Personalità complessa…

«Su questo non c’è dubbio, molto profonda e complessa. Una volta, scherzando, gli ho detto: il tuo angelo è un po’ come San Marco, un leone! E lui: vero, io mi sento un leone! Non si rassegnava, non era rassegnato».

Poche settimane fa aveva detto: «Non ho paura di morire. E poi altri vent’anni così, sai che palle!». Avete parlato della morte?

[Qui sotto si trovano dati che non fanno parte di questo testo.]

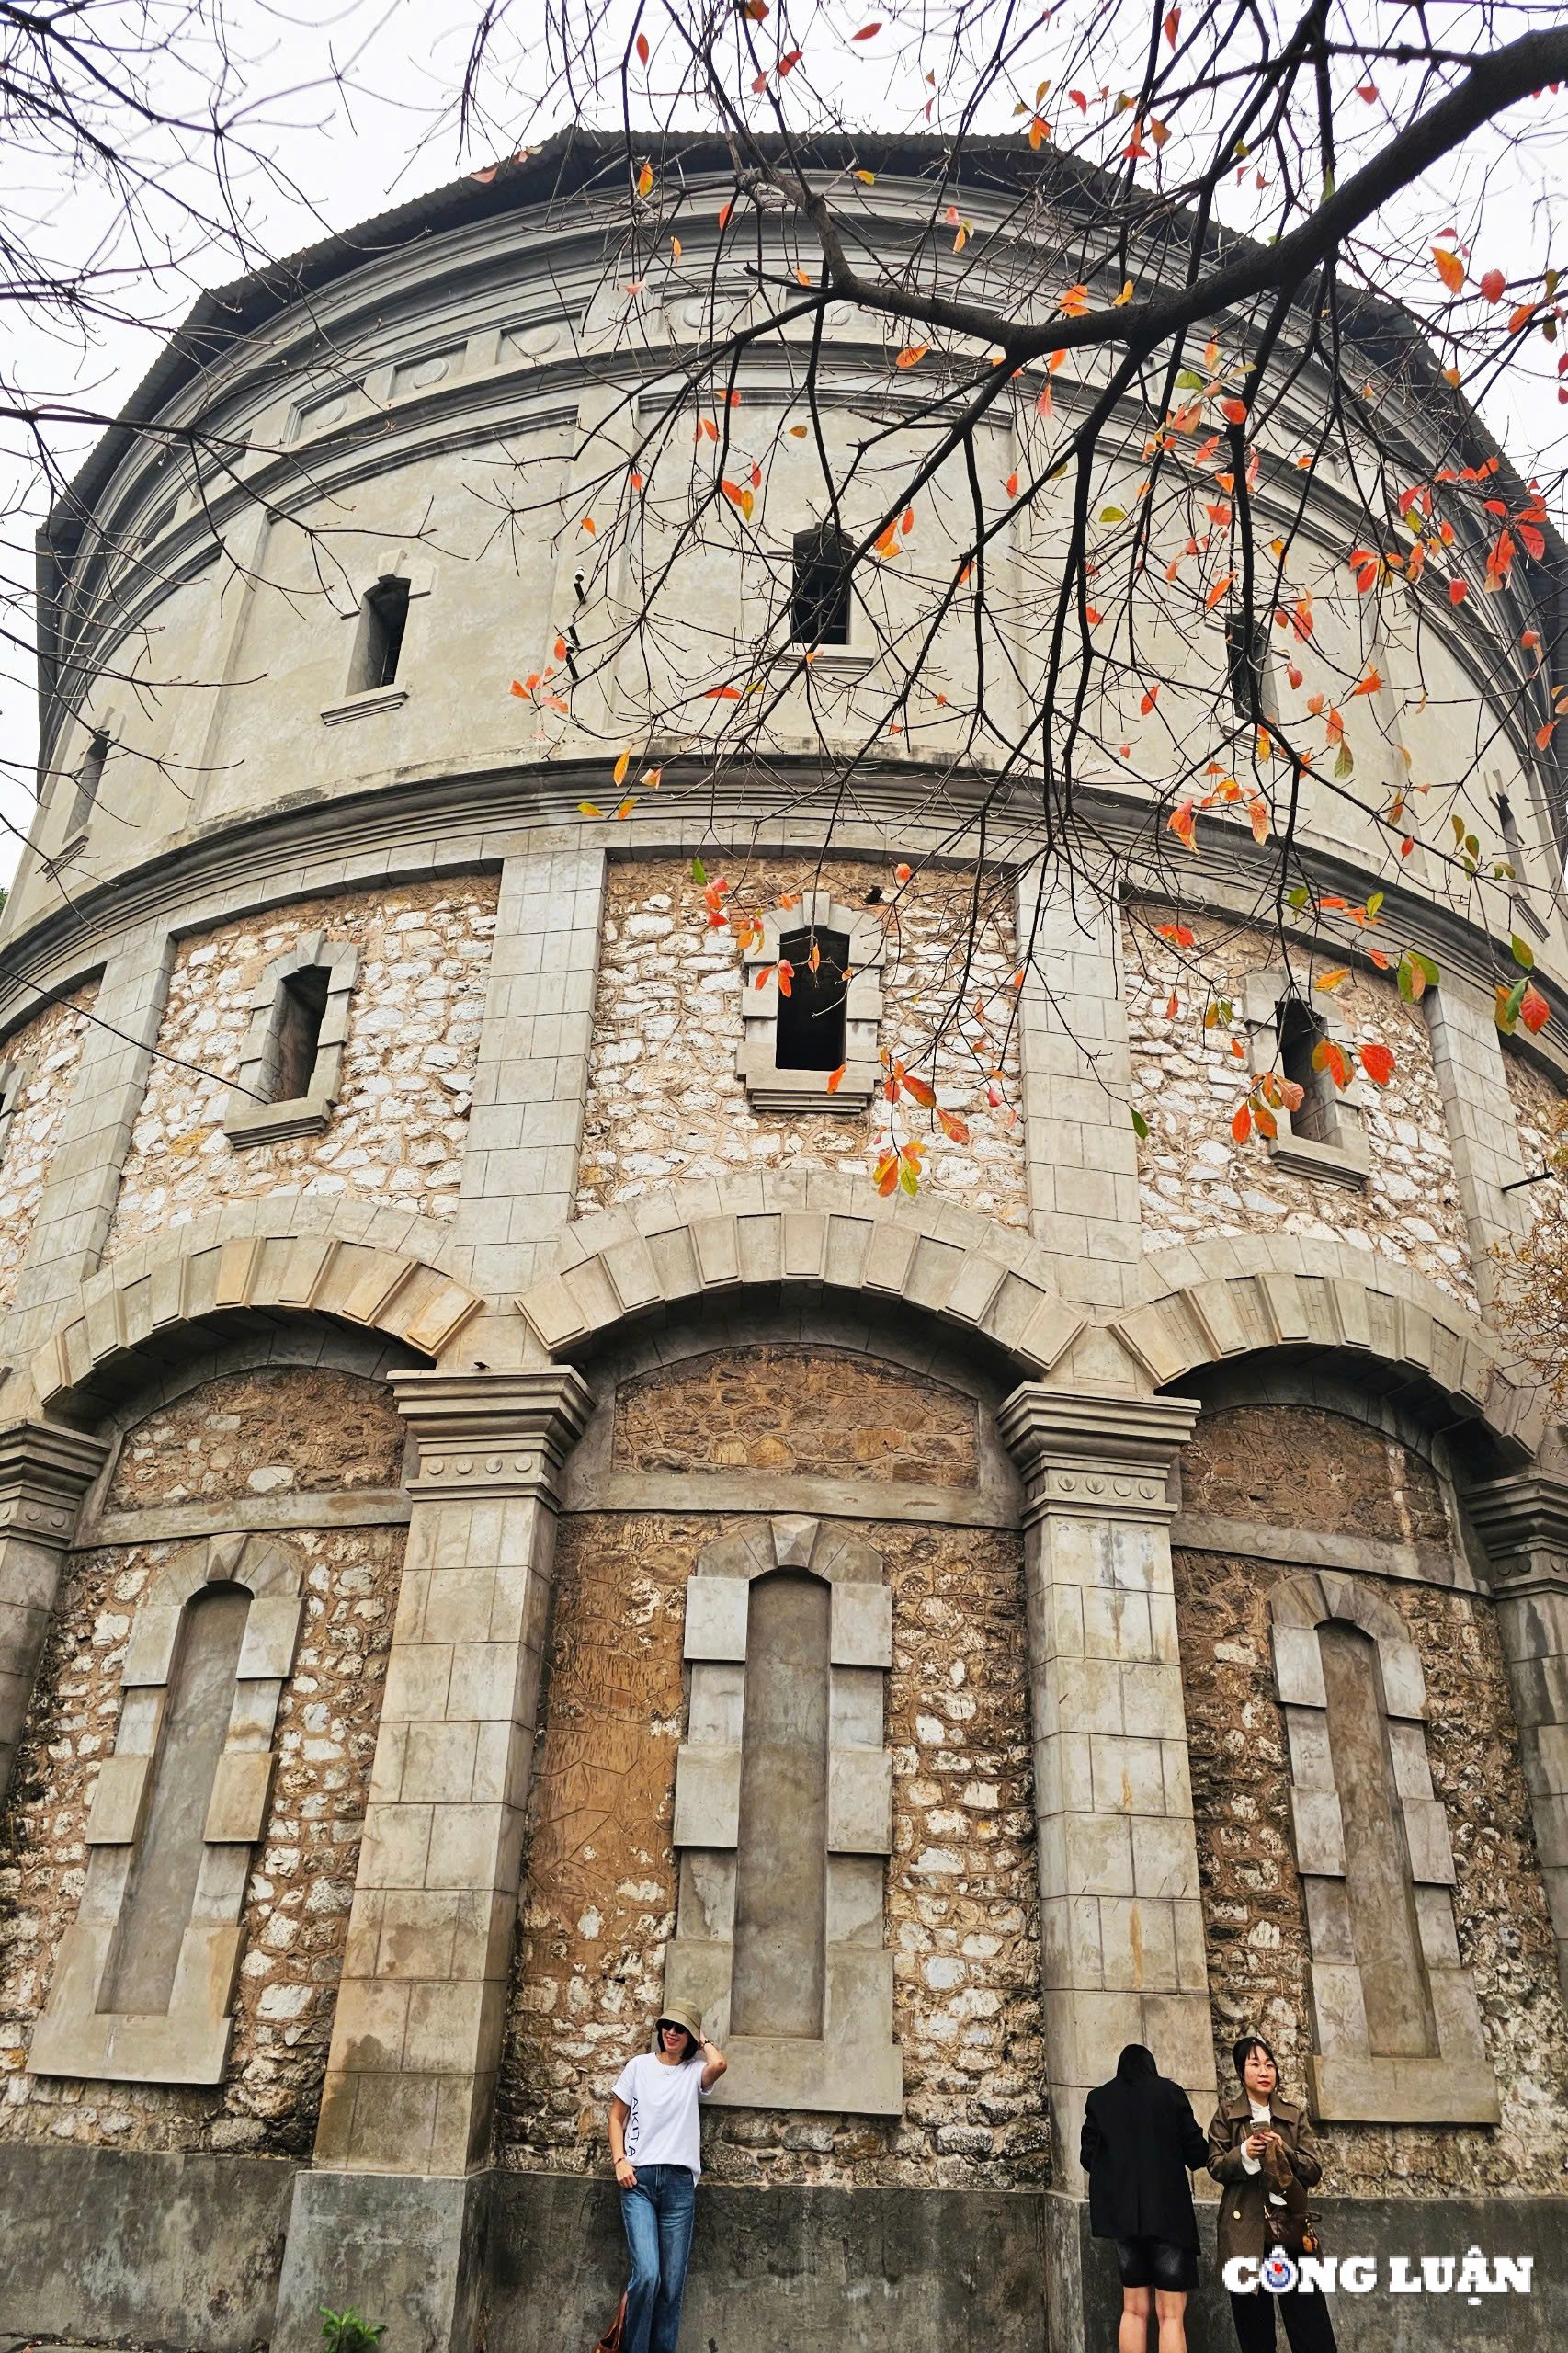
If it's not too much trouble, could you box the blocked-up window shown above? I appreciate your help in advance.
[1269,1571,1498,2124]
[665,1515,902,2114]
[1241,968,1369,1188]
[267,965,330,1103]
[31,1532,303,2086]
[1277,996,1337,1144]
[67,729,111,837]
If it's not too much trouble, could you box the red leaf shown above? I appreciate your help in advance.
[826,1063,846,1094]
[776,959,794,998]
[1158,923,1196,947]
[1358,1041,1395,1086]
[1140,684,1159,715]
[1449,577,1468,605]
[635,30,650,63]
[1232,1101,1252,1143]
[853,19,883,35]
[1163,6,1180,45]
[1219,399,1247,426]
[1522,983,1551,1035]
[1480,267,1506,303]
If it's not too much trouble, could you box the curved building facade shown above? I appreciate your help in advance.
[0,131,1566,2351]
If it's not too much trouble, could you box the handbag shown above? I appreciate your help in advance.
[594,2292,627,2353]
[1259,2135,1323,2258]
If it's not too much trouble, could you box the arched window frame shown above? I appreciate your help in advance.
[30,1531,304,2086]
[736,892,885,1113]
[1242,966,1369,1188]
[665,1513,902,2115]
[224,932,359,1147]
[1269,1568,1499,2124]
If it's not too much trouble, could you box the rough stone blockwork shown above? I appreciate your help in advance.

«Non in astratto, ma rispetto all’amicizia. Noi siamo anziani, gli dicevo, ma io spero di restare tuo amico per sempre, anche se ci tocca morire ci dobbiamo ritrovare; e sono sicuro, caro Marco, che quando staremo davanti a Chi ci giudica, dalla folla si alzerà qualcuno di quei milioni di affamati che dicono: Marco ha lottato per noi! E questo ti varrà tanto. Lui mi abbracciava, a volte non finivamo di abbracciarci».

Pur nelle ovvie differenze, che cosa ha trovato di ammirevole nella vicenda politica di Marco Pannella?

«Lo spendere la vita negli ideali in cui ha creduto, senza fare di questi ideali un piedistallo per arricchirsi o avere un potere che non fosse quello della sua parola e delle sue idee. Credo sia questo che in lui ha apprezzato anche Francesco. Un uomo che è sempre stato ricco delle sue idee».